Abbau ja, aber ehrlich

Die Bundesregierung behauptet, dass die geplante Rentenbesteuerung „kleinere und mittlere“ Altersbezüge nicht treffen würde. So pauschal stimmt das aber nicht

Von Sozialabbau lässt sich nicht sprechen – Rentner gehören nicht zu densozial Schwachen

Seit mehr als 25 Jahren mühen sich Gerichte, Regierungen, Verbände und Kommissionen um eine Reform der Rentenbesteuerung, immer von neuem und bisher vergeblich. Vor einem Jahr hat dann das Bundesverfassungsgericht der Bundesregierung eine Frist bis 2005 gesetzt, eine neue Regelung zu finden.

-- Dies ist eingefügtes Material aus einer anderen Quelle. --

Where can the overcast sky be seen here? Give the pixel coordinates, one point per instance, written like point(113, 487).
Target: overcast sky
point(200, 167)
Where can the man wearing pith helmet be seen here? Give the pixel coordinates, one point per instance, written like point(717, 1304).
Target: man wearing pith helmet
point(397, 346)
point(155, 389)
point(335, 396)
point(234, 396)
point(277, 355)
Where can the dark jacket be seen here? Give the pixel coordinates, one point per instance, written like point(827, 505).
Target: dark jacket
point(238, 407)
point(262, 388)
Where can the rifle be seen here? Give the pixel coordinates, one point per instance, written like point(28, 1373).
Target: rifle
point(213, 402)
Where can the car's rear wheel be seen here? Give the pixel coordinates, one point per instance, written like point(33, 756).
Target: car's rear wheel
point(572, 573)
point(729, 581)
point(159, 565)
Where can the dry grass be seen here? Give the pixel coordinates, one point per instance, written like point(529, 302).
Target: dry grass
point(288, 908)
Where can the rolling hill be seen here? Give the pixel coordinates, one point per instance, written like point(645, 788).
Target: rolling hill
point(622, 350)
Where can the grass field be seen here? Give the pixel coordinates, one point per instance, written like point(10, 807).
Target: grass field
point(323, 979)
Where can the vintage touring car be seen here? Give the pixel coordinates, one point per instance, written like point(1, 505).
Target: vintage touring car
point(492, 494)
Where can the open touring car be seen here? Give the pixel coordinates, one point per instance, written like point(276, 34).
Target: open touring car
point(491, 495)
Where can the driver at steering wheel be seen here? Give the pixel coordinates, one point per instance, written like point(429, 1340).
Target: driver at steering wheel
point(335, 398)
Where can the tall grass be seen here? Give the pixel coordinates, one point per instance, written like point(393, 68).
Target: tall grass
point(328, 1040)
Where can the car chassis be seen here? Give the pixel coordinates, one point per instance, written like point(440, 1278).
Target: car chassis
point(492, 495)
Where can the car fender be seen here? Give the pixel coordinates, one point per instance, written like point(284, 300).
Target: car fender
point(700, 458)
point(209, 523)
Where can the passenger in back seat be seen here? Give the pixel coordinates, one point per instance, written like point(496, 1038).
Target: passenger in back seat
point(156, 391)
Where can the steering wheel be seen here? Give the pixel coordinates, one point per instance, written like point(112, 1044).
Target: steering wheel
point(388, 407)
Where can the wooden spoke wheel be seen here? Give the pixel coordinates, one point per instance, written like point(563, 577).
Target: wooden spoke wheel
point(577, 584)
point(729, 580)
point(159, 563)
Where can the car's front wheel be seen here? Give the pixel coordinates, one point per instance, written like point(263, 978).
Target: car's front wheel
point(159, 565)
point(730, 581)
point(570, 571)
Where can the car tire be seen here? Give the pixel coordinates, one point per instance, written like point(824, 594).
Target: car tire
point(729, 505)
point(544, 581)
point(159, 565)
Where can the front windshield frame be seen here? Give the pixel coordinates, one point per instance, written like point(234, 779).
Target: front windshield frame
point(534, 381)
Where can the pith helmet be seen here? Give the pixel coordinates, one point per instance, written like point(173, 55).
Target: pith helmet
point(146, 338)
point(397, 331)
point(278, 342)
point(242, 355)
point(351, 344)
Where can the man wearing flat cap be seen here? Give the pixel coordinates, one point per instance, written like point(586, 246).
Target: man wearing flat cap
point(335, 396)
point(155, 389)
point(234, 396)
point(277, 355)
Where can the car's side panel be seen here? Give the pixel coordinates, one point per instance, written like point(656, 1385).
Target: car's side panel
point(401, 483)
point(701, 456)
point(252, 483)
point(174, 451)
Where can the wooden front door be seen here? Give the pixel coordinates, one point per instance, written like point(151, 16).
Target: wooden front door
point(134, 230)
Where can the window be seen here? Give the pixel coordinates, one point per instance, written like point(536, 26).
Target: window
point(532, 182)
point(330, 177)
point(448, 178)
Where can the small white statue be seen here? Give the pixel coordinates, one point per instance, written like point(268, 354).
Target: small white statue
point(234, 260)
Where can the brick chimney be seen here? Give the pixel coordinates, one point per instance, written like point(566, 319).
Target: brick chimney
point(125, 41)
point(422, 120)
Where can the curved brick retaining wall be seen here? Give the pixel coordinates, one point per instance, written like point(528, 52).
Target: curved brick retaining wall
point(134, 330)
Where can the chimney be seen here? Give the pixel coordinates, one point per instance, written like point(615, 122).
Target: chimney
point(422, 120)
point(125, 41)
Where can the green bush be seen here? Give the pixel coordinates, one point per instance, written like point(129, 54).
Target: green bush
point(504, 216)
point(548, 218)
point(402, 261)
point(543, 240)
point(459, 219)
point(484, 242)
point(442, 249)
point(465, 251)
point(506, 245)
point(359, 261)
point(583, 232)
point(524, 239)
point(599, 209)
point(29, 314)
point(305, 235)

Wie die Rentenbesteuerung dann reformiert werden könnte, dazu hat die Rürup-Kommission kürzlich ihren Bericht abgeliefert. Angesichts der Brisanz des Themas hätte man mehr Resonanz erwartet. Doch der Irakkrieg hat den Vorschlag schnell aus den Schlagzeilen verdrängt. Zudem ist der Kommissionsbericht noch keine Gesetzesvorlage – ein Jahr lang hat die Regierung Zeit zu überlegen, welchen Ideen sie folgt. Und die Bundesregierung hat nicht an beruhigenden Worten gespart: „Kleine und mittlere Renten werden auch künftig nicht besteuert“, hieß es immer wieder.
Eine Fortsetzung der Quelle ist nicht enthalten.